И я осознал беспочвенность своих притязаний. Подойдя к двери, почувствовал знакомый холодок в животе, мои ноги приподнялись над полом примерно на метр, я открыл дверь и мягко выплыл, не теряя высоты, в коридор. Директор воспринял этот неожиданный манёвр безо всякого интереса.
А теперь я расскажу, как утратил свою рудиментарную способность. Всё оказалось очень просто, судьбе, или кому-то свыше, захотелось пошутить надо мной.
Спасение принесла женщина. Вот как это было. Мне давно уже никто не звонил по мобильному телефону, я отвык и не сразу услышал звонок. Звонила девушка Надя, секретарша Петра Ивановича. Я сначала обрадовался: вдруг на Петра Ивановича нашло прозрение и он решил меня вернуть? Но, как выяснилось, дело Нади носило характер личный и пустяковый. Беглой скороговоркой она призналась, что питает ко мне чрезвычайно тёплые чувства и хочет помочь. Такое вот, понимаете ли, завуалированное предложение любви. Только этого мне не хватало.

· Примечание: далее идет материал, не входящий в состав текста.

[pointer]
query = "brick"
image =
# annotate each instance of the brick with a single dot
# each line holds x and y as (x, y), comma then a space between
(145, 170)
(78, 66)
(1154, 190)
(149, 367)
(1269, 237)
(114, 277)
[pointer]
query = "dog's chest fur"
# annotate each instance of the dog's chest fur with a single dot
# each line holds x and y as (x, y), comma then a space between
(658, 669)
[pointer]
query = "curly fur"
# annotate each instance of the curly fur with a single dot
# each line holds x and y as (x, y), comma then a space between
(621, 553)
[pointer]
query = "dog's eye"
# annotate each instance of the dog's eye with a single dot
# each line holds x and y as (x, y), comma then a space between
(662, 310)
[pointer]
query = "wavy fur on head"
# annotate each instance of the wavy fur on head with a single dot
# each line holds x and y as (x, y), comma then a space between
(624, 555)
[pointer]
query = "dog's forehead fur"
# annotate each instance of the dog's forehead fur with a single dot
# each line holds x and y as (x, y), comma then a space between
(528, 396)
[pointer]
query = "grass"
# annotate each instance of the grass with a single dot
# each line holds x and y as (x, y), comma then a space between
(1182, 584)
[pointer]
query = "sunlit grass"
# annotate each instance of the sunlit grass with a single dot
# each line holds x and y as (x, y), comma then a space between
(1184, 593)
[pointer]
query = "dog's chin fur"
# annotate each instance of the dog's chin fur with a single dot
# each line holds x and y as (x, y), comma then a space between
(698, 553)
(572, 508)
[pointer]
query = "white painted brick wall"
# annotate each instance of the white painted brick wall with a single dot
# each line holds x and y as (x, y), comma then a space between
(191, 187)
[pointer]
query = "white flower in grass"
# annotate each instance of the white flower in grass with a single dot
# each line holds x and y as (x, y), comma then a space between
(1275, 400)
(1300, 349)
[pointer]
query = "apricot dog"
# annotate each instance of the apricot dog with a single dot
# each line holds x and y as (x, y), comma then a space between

Как выяснилось, Надя ничего не знала о моей рудиментарной особенности. Сволочизма Игоря не хватило, чтобы растрепать о моём секрете всему коллективу. Это несколько меняло дело, хотя и не коренным образом. Мы с Надей договорились встретиться.
Я настроился на встречу со слабым, тайно влюблённым в меня, созданием. В офисе на эту серую мышь я обращал мало внимания, имелись экземпляры эффектнее. Я повёл себя самоуверенно и грубо, и это мне немедленно аукнулось. Я решил рассказать о своей рудиментарной особенности, ошеломить Надю, дальше действовать по обстоятельствам. Ошеломлённая женщина — лёгкая добыча мужчины. Но в ответ на моё признание Надя взглянула на меня безо всякого удивления, и спросила:
— Ну и что?
Создалось впечатление, что ей уже человек десять признавались, что умеют летать. Я растерялся.
— Ненавижу хвастунов, а лгунов тем более, — сказала она. — Ты набиваешь себе цену, чтобы поскорее переспать со мной. Я пришла, чтобы помочь, а ты с первых же минут нагло лжёшь.
Я так и не узнал, каким образом она собиралась помочь мне, это стало не важным, а потом забылось. Я не нашёл ничего лучшего, чем возразить:
— Но я не лгу.
— Так ты умеешь летать? Отлично. Ну, полетай, продемонстрируй!
Она мне не верила. Ни на грамм. Я растерялся, и эта растерянность оказалась роковой. Я засуетился, попытался оторваться от земли, но ничего не получалось. Для того чтобы взлететь, необходима уверенность, её не было. Заветного холодка в животе не появлялось. Я понял, что летать по заказу невозможно.
— Сейчас не могу, — признался я, — не выходит. В следующий раз, ладно?
— Все понятно, — вынесла Надя безжалостное заключение, — у тебя полёты случаются только по великим праздникам. Что ж, дождёмся Нового года.
Мы дождались Нового года и в январе поженились. Я потерял способность летать, все мои попытки оказывались безуспешными. Я признался Петру Ивановичу, что выздоровел. Он поверил, может быть, не мне, а Наде, но на работу меня вернул.
Жизнь наладилась, у нас родился сын, я мог чувствовать себя спокойным, но иногда, как правило ночью, Надя тихо спрашивала меня:
— А ты, правда, умел летать?
Врать не хотелось, это выглядело бы странным. О чём жалеть? И я отвечал:
— Раньше умел.
— Тебе не жаль, что больше не умеешь?
На этот вопрос я никогда не отвечаю, поворачиваюсь лицом к стене и говорю, что хочу спать. Дело в том, что я продолжаю летать — только во сне. Во сне можно летать безнаказанно и безответственно. Просыпаясь среди ночи, чувствую знакомый холодок в животе, и мне кажется, что всё в моей жизни осталось по-прежнему.